I tried to make mental notes of the colors I needed when I sketched this in plein air then painted it at home. The color looks good in the photo for the sea oats but the background isn’t showing up green enough and there’s a lighter area showing on the right because of a glare.

For the background I wanted to give a color and texture of pine needles. For the sea oats I wanted to make a fuzzy texture .

This photo shows some of the paint texture.

It seemed like the painting went fast on this project. I worked on it for around 5 hours, which isn’t really that fast, just fast for me, because I often have 30 or 40 hours in a painting. So I like the palette knife for that. It’s not easier than painting with a brush, just different. This was a simple experiment.

The palette knife makes the project faster because I painted right on top of my sketch. Usually I redraw my sketch and then redraw it again on the canvas. This way I saved a lot of time because I didn’t prime a canvas which is a multi step process with sanding the canvas, painting gesso on it and sanding it again then tinting the canvas. That part needs to be spread out over two days or more. This way I could jump right into painting.

It’s nice not to have to clean the brushes. That is a job.

Paper is working out to be more conservative than canvases, So the palette knife is practical on a lot of different levels.

I am using more paint than I use normally. That’s one drawback to the palette knife.

The palette knife is fun, though, so I’ll do more.

your plein air artist on a rainy day

This is my self portrait done with a palette knife on pastel paper.

The forecast is for a whole week of cloudy rainy days. Bummer. If I had a week of nice sunny weather I could finish my painting of the battery. I’m going to keep my fingers crossed they change the forecast.

Meanwhile, guess I’ll have some fun at home. I can use paints that might never get used before they dry up in the tube. I don’t have to mix colors or clean brushes. I’ll do more.

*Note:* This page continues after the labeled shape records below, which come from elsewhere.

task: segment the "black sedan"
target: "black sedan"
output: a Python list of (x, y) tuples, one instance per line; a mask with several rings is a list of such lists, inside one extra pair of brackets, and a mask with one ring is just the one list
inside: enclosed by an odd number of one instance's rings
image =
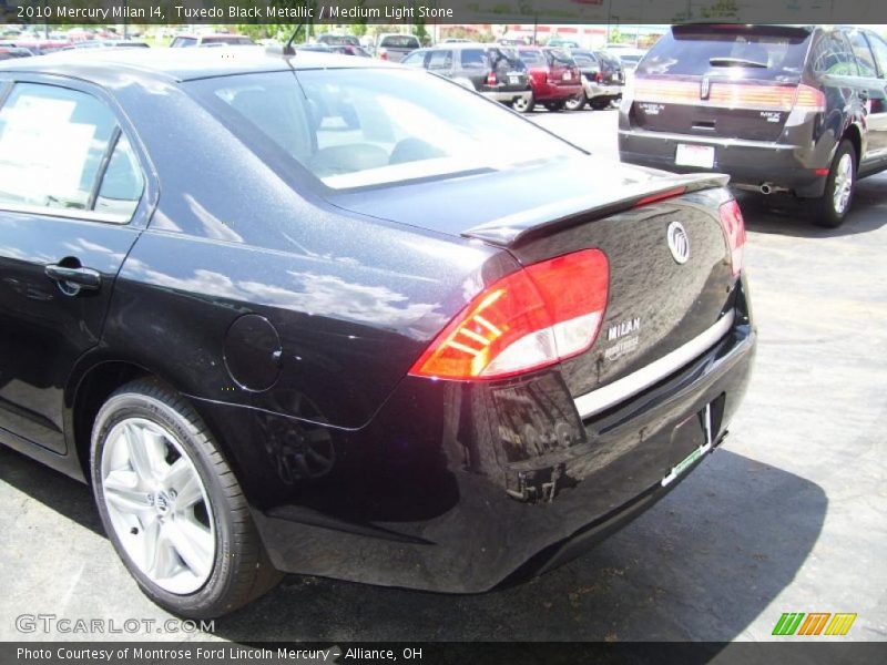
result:
[(721, 443), (755, 332), (717, 175), (378, 61), (0, 65), (0, 442), (192, 617), (281, 572), (489, 590)]

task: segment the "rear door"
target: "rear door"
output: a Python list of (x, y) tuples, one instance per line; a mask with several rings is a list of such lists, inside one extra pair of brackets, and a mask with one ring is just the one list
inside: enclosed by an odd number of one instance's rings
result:
[(65, 451), (63, 392), (99, 344), (145, 188), (98, 92), (40, 82), (0, 108), (0, 433)]
[(792, 110), (810, 32), (777, 25), (675, 25), (635, 70), (632, 126), (775, 141)]

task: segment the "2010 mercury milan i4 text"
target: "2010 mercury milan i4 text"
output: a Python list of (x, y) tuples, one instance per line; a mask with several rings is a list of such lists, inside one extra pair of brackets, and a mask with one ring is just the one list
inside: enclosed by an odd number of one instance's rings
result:
[(544, 571), (726, 433), (755, 332), (725, 182), (356, 58), (6, 63), (0, 441), (91, 482), (192, 617), (281, 571)]

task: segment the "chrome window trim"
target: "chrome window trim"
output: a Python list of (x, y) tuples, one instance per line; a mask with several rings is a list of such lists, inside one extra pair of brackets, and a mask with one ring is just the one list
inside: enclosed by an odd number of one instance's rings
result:
[(702, 335), (694, 337), (685, 345), (677, 347), (670, 354), (664, 355), (659, 360), (654, 360), (646, 367), (630, 374), (626, 377), (613, 381), (608, 386), (587, 392), (575, 398), (574, 403), (579, 416), (584, 420), (595, 413), (605, 411), (620, 401), (638, 395), (650, 386), (661, 381), (671, 374), (681, 369), (687, 362), (700, 357), (722, 339), (733, 327), (736, 318), (734, 310), (721, 317), (721, 319)]
[(98, 213), (84, 208), (53, 208), (42, 205), (24, 205), (3, 203), (0, 212), (20, 213), (22, 215), (40, 215), (43, 217), (63, 217), (64, 219), (81, 219), (83, 222), (103, 222), (105, 224), (129, 224), (131, 215), (114, 215), (113, 213)]

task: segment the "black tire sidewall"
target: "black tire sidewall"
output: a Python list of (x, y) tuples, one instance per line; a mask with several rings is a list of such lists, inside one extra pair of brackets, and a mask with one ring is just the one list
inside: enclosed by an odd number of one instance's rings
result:
[[(111, 429), (128, 418), (143, 418), (156, 422), (169, 430), (182, 449), (190, 457), (212, 504), (213, 524), (215, 528), (216, 552), (213, 572), (206, 583), (197, 591), (186, 595), (170, 593), (152, 582), (130, 559), (111, 524), (101, 482), (101, 454), (105, 438)], [(211, 617), (217, 615), (217, 605), (231, 592), (235, 582), (235, 563), (238, 559), (232, 551), (234, 542), (234, 524), (231, 520), (231, 505), (218, 475), (213, 471), (210, 459), (212, 446), (186, 417), (156, 398), (139, 392), (115, 395), (105, 402), (95, 419), (92, 438), (91, 473), (93, 494), (108, 538), (114, 544), (126, 569), (137, 582), (142, 591), (159, 605), (191, 617)], [(204, 616), (205, 614), (205, 616)]]
[[(838, 214), (837, 211), (835, 211), (835, 180), (837, 177), (838, 164), (845, 154), (850, 155), (853, 184), (850, 187), (850, 197), (847, 201), (847, 207), (844, 208), (843, 214)], [(835, 153), (835, 158), (832, 160), (832, 167), (828, 170), (828, 176), (825, 182), (825, 192), (820, 198), (814, 200), (814, 219), (820, 226), (835, 228), (840, 226), (847, 218), (856, 194), (856, 150), (854, 149), (853, 143), (846, 139), (842, 141), (838, 145), (837, 152)]]

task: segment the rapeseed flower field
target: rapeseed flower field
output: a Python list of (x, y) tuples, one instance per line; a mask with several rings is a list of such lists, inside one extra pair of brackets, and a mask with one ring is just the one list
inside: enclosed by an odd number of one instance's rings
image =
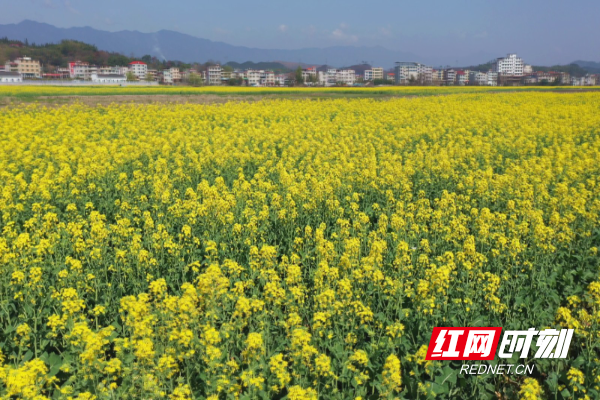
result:
[(2, 109), (0, 397), (598, 398), (599, 161), (600, 93)]
[(556, 90), (597, 91), (593, 86), (380, 86), (380, 87), (240, 87), (240, 86), (0, 86), (0, 97), (113, 95), (338, 95), (338, 96), (423, 96), (488, 92), (544, 92)]

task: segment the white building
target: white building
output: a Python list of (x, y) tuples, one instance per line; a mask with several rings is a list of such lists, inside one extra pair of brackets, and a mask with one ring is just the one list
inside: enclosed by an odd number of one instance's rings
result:
[(17, 58), (14, 64), (16, 64), (17, 69), (13, 72), (20, 73), (23, 78), (41, 78), (42, 76), (42, 65), (38, 60), (33, 60), (31, 57)]
[(260, 84), (263, 86), (275, 86), (274, 71), (260, 71)]
[(121, 67), (118, 65), (115, 66), (103, 66), (98, 68), (98, 75), (102, 74), (113, 74), (113, 75), (127, 75), (129, 68)]
[(212, 67), (208, 67), (207, 78), (209, 85), (220, 85), (221, 78), (223, 77), (223, 68), (220, 65), (213, 65)]
[(129, 63), (129, 72), (133, 73), (139, 80), (144, 80), (148, 72), (148, 65), (143, 61), (132, 61)]
[(302, 80), (304, 83), (316, 82), (317, 79), (317, 68), (306, 68), (302, 70)]
[(487, 85), (498, 86), (498, 73), (494, 71), (488, 71), (487, 73)]
[(120, 74), (92, 74), (92, 82), (120, 84), (127, 82), (127, 77)]
[(356, 71), (353, 69), (339, 69), (335, 73), (337, 84), (352, 86), (356, 82)]
[(383, 68), (372, 68), (365, 70), (364, 79), (365, 81), (374, 81), (375, 79), (383, 80)]
[(525, 64), (516, 54), (507, 54), (506, 57), (497, 58), (492, 63), (492, 71), (500, 75), (523, 76)]
[(0, 83), (21, 83), (23, 75), (18, 72), (0, 71)]
[(487, 74), (485, 72), (470, 71), (469, 84), (473, 86), (487, 86)]
[(173, 75), (171, 74), (171, 70), (169, 69), (165, 69), (163, 71), (161, 71), (161, 76), (162, 76), (162, 83), (164, 83), (165, 85), (172, 85), (173, 84)]
[(394, 73), (397, 85), (405, 85), (411, 80), (430, 85), (433, 79), (433, 68), (417, 62), (397, 62)]
[(371, 71), (373, 74), (373, 80), (383, 79), (383, 68), (382, 67), (372, 68)]
[(260, 86), (260, 71), (249, 69), (245, 73), (248, 86)]
[(89, 81), (93, 74), (98, 73), (98, 67), (86, 62), (71, 61), (69, 63), (69, 76), (71, 79), (83, 79)]
[(336, 73), (337, 69), (330, 68), (327, 71), (319, 71), (319, 85), (321, 86), (334, 86), (336, 84)]
[(275, 85), (277, 86), (287, 86), (290, 78), (287, 74), (277, 74), (275, 75)]

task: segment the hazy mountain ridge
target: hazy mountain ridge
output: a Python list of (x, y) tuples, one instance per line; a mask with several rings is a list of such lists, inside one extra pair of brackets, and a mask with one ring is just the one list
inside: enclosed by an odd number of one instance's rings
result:
[[(126, 56), (156, 56), (160, 59), (178, 60), (186, 63), (218, 61), (223, 64), (277, 62), (288, 69), (298, 65), (343, 67), (359, 65), (368, 60), (373, 66), (388, 69), (396, 61), (417, 61), (434, 68), (449, 67), (439, 57), (417, 55), (410, 52), (389, 50), (381, 46), (355, 47), (331, 46), (325, 48), (303, 48), (295, 50), (259, 49), (234, 46), (224, 42), (197, 38), (187, 34), (161, 30), (154, 33), (124, 30), (119, 32), (102, 31), (91, 27), (57, 28), (50, 24), (24, 20), (18, 24), (0, 25), (0, 37), (22, 40), (30, 43), (59, 43), (64, 39), (79, 40), (93, 44), (107, 52), (118, 52)], [(523, 55), (526, 56), (526, 55)], [(478, 65), (484, 60), (493, 59), (493, 55), (474, 51), (467, 56), (457, 57), (453, 65)], [(526, 57), (525, 57), (526, 58)], [(600, 73), (600, 63), (593, 61), (574, 61), (590, 73)]]
[(315, 65), (351, 65), (359, 60), (373, 60), (385, 65), (395, 61), (422, 60), (419, 56), (385, 49), (381, 46), (352, 47), (333, 46), (326, 48), (303, 48), (296, 50), (258, 49), (214, 42), (179, 32), (161, 30), (155, 33), (138, 31), (107, 32), (91, 27), (57, 28), (49, 24), (25, 20), (18, 24), (0, 25), (0, 37), (25, 40), (30, 43), (57, 43), (63, 39), (74, 39), (90, 43), (106, 51), (141, 57), (145, 54), (184, 62), (219, 61), (266, 62), (297, 61)]

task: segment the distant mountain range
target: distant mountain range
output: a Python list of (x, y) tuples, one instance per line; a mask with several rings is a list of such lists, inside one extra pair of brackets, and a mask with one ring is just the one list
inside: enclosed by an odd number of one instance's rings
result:
[(600, 74), (600, 62), (597, 63), (594, 61), (577, 60), (573, 61), (571, 64), (579, 65), (581, 68), (585, 69), (590, 74)]
[(334, 46), (296, 50), (258, 49), (213, 42), (179, 32), (161, 30), (155, 33), (137, 31), (107, 32), (91, 27), (57, 28), (55, 26), (25, 20), (18, 24), (0, 25), (0, 37), (25, 40), (29, 43), (58, 43), (74, 39), (93, 44), (99, 49), (141, 57), (149, 54), (160, 59), (183, 62), (219, 61), (221, 63), (268, 62), (285, 60), (311, 65), (329, 64), (344, 66), (358, 64), (360, 60), (390, 67), (396, 61), (421, 61), (419, 56), (393, 51), (381, 46), (353, 47)]
[[(303, 48), (295, 50), (259, 49), (234, 46), (223, 42), (197, 38), (183, 33), (161, 30), (155, 33), (138, 31), (107, 32), (91, 27), (57, 28), (55, 26), (24, 20), (18, 24), (0, 24), (0, 37), (29, 43), (58, 43), (73, 39), (93, 44), (108, 52), (118, 52), (126, 56), (155, 56), (161, 60), (178, 60), (186, 63), (215, 61), (231, 63), (270, 63), (277, 62), (288, 69), (298, 65), (343, 67), (360, 65), (360, 60), (368, 60), (374, 66), (390, 68), (396, 61), (417, 61), (434, 67), (446, 66), (439, 57), (420, 56), (410, 52), (389, 50), (381, 46), (332, 46), (325, 48)], [(478, 65), (493, 59), (486, 52), (474, 52), (456, 60), (453, 65)], [(600, 72), (600, 63), (575, 61), (590, 72)]]

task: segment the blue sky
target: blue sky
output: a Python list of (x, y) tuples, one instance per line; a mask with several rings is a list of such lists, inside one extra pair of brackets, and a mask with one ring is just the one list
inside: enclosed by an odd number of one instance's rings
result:
[(170, 29), (260, 48), (375, 46), (439, 58), (600, 61), (600, 0), (0, 0), (0, 24)]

October storm / palette knife painting on glass

darn it, my photo doesn’t do it justice.

The texture on the background is duct tape on the back of the glass. It’s there for a practical reason. what if the glass breaks? Now the pieces won’t go all over the place creating a hazard. I like to use my imagination sometimes. Could the background be the side of a building?

The paint is thin on the glass.

E.T.s bringing in the oxygen sucking machines

My fellow Americans, stop wasting ammo. When this happens the rest of the world will be depending on us to kill the E.T.s

Anyone can do art.

Art can be a discipline, therapy or just for fun depending on your needs.

If you really want to get into doing art, the more skill you get the better. It’s like playing a musical instrument. You have to spend a lot of time practicing but anyone can pick up an instrument at any time in their life and if they live long enough to keep practicing they can see an improvement and possibly even master it. It’s not something an artist is born with. To think that is to ignore the time the artist has actually worked on it.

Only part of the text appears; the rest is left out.